04 Mart 2016

Fetret Devri

Önce şunu bir kayda geçelim; bir hadisenin bizim tarafımızdan desteklenmesi ya da reddedilmesi için ana mihverimiz nihayetinde bir başarıya ulaşacak olması da hezimete uğrayacak olması da değil hak ya da batıl olmasıyla ilgili olmalıdır.
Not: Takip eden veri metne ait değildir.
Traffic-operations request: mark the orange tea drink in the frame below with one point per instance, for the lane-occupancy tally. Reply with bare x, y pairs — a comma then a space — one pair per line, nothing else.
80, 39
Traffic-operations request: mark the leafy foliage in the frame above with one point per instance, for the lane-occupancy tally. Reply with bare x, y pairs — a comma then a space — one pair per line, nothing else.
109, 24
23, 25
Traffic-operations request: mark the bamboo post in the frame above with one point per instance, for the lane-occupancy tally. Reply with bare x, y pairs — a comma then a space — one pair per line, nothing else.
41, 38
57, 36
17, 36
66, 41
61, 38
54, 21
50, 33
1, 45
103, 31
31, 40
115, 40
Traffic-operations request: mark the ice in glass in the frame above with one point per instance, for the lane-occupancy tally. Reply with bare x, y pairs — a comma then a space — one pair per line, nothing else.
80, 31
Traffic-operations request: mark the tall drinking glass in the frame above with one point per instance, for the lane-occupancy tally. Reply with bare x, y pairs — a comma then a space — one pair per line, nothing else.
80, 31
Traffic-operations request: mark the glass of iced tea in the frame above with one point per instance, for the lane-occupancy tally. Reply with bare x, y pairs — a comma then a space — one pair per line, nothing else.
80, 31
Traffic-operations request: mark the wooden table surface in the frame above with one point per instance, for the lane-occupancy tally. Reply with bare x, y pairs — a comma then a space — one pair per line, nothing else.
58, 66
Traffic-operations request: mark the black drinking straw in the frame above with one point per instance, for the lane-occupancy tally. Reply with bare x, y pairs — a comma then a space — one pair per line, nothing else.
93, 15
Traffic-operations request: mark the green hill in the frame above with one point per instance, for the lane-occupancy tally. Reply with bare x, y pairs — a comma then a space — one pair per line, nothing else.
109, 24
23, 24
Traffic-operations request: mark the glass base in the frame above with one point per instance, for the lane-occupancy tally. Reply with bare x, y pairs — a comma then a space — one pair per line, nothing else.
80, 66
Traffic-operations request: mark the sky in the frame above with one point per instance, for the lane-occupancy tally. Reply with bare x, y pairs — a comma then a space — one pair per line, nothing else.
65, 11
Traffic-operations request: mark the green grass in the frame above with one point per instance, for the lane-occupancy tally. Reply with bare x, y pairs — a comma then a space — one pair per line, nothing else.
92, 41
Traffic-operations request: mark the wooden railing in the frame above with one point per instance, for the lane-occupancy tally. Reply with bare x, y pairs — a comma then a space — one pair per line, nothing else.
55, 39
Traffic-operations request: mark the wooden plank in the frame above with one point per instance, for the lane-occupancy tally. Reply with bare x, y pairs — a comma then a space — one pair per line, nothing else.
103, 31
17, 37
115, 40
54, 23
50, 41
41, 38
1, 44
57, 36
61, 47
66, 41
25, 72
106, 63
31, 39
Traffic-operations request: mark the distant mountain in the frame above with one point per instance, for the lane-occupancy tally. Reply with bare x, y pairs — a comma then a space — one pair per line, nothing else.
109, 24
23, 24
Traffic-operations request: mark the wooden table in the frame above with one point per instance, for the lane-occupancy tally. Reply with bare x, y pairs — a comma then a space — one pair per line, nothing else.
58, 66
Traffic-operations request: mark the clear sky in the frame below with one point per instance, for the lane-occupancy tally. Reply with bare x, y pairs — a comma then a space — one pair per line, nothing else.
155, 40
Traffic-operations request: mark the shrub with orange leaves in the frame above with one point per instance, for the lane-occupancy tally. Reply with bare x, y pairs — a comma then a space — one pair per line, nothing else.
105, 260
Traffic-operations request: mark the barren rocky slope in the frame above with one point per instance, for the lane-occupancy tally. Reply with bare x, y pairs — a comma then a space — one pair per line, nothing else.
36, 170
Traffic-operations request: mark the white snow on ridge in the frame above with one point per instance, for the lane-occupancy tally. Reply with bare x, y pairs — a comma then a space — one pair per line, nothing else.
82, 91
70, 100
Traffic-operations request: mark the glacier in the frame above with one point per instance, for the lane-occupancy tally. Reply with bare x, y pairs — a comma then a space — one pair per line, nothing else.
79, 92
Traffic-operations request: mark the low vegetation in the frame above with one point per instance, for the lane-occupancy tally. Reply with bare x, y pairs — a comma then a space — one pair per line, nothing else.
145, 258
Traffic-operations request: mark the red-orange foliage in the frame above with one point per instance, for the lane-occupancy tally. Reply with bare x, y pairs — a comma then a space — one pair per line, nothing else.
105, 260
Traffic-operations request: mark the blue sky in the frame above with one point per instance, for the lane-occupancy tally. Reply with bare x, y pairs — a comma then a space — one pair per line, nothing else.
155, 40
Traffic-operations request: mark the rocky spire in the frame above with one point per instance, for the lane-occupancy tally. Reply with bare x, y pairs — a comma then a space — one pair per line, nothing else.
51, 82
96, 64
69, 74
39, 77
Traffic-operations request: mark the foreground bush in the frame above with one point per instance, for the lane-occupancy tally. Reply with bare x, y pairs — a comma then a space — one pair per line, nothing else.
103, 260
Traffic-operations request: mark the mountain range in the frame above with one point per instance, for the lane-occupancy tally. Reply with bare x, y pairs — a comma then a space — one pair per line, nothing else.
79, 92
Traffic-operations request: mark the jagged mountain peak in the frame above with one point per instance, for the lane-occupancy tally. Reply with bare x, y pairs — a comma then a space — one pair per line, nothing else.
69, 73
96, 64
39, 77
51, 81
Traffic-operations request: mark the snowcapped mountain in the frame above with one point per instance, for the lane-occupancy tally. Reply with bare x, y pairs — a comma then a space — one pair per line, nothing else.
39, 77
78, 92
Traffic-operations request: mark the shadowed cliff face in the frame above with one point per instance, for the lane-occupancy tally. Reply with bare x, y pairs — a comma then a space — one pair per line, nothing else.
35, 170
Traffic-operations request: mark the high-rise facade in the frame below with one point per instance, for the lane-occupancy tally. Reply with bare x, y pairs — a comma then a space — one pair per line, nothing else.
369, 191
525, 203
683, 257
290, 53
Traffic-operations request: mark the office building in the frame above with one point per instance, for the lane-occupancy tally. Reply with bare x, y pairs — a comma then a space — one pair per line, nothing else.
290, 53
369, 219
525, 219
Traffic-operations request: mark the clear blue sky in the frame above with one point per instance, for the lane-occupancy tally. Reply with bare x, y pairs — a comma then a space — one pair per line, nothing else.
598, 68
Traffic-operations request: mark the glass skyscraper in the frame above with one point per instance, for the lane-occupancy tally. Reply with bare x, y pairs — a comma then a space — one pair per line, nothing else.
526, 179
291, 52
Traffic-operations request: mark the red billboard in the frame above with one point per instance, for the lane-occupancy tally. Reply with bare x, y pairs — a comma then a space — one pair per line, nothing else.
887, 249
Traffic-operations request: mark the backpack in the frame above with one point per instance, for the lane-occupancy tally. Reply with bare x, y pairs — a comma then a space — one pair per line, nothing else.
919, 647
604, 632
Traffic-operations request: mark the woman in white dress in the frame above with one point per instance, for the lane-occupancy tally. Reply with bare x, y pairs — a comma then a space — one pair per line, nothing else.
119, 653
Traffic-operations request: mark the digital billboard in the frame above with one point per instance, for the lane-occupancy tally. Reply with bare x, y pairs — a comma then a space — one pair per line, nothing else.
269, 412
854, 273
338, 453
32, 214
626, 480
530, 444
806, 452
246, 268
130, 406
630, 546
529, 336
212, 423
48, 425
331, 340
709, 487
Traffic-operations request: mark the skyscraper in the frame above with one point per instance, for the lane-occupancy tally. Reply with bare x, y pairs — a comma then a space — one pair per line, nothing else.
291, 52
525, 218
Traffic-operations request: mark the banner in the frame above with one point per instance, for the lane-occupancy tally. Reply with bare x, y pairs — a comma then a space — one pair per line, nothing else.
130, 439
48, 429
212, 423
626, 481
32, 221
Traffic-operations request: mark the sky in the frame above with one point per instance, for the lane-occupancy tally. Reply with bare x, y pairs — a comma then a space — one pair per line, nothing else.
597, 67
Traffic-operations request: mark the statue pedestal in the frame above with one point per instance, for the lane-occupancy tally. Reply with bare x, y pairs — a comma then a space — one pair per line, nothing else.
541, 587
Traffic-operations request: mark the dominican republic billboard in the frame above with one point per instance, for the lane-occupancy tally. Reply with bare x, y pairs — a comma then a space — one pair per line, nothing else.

Zayıfta olsa hakkı tutmak, güçlü de olsa batılı reddetmek ve karşı durmak İslami erdemin gereğidir.

Gelelim yaşadığımız dünyanın normallerine...

Herhangi bir batı ülkesi herhangi bir gerekçeyle bir doğu ülkesini işgal edebilir, sivil-asker ayırt etmeksizin bu işgale karşı çıkan herkesi terörist ilan edebilir ve insanlı yahut insansız hava araçlarıyla bir tür oyun oynar gibi insanları katledebilir ve bunun eleştirilmesi bir yana karşısında olmak zaten ‘terörist’lerle birlikte olmak gibi, onlara yardım ve yataklık etmek gibi ne idüğü belirsiz suçlamalarla muhatap olmak işten bile değildir.

Daha da açalım; Afganistan, Irak ve benzeri ülkeler işgal edilebilir, sadece işgal edilmekle kalınmaz yeraltı ve yerüstü zenginlikleri isteyerek yahut istemeyerek uzun vadeli, olası itirazları da yok edecek güya anlaşmalarla ele geçirilebilir. Bunlar müstekbir işgalciler pencerelerinden dünyaya bakanlar için gayet sıradan ve kabule mazhar durumlar olabilir.

Hiç yokken, ön hazırlıkları onyıllar süren bir yerleşme sonucu bir anda Filistin toprakları üzerindeki işgalci ingilizlerin gerekli ortamı sağlamaları ile bir yahudi devleti olarak İsrail ilan edilebilir ve bu ‘güya’ devlet her türlü katliam ve işgallerle kendine toprak üretip yayılarak bir anda dünyanın müteğallibe zalimleri gözünde gayet makbul bir devlete dönüşebilir.

***

İslam coğrafyasında geçen yüzyılda oluşturulan birtakım sınırlarla ilan edilen ve yönetilen devletlerin idarecileri halklarından mutlaka uzak, batılılara yakın olmuşlar ve hatta çoğunlukla zorla ve baskıyla ülkelerinde batılı birtakım yaşam tarzlarının kurulup korunmasını sağlamışlardır. Bir bakıma onları görevlendiren batılı efendilerine sadakatle hizmet etmişlerdir.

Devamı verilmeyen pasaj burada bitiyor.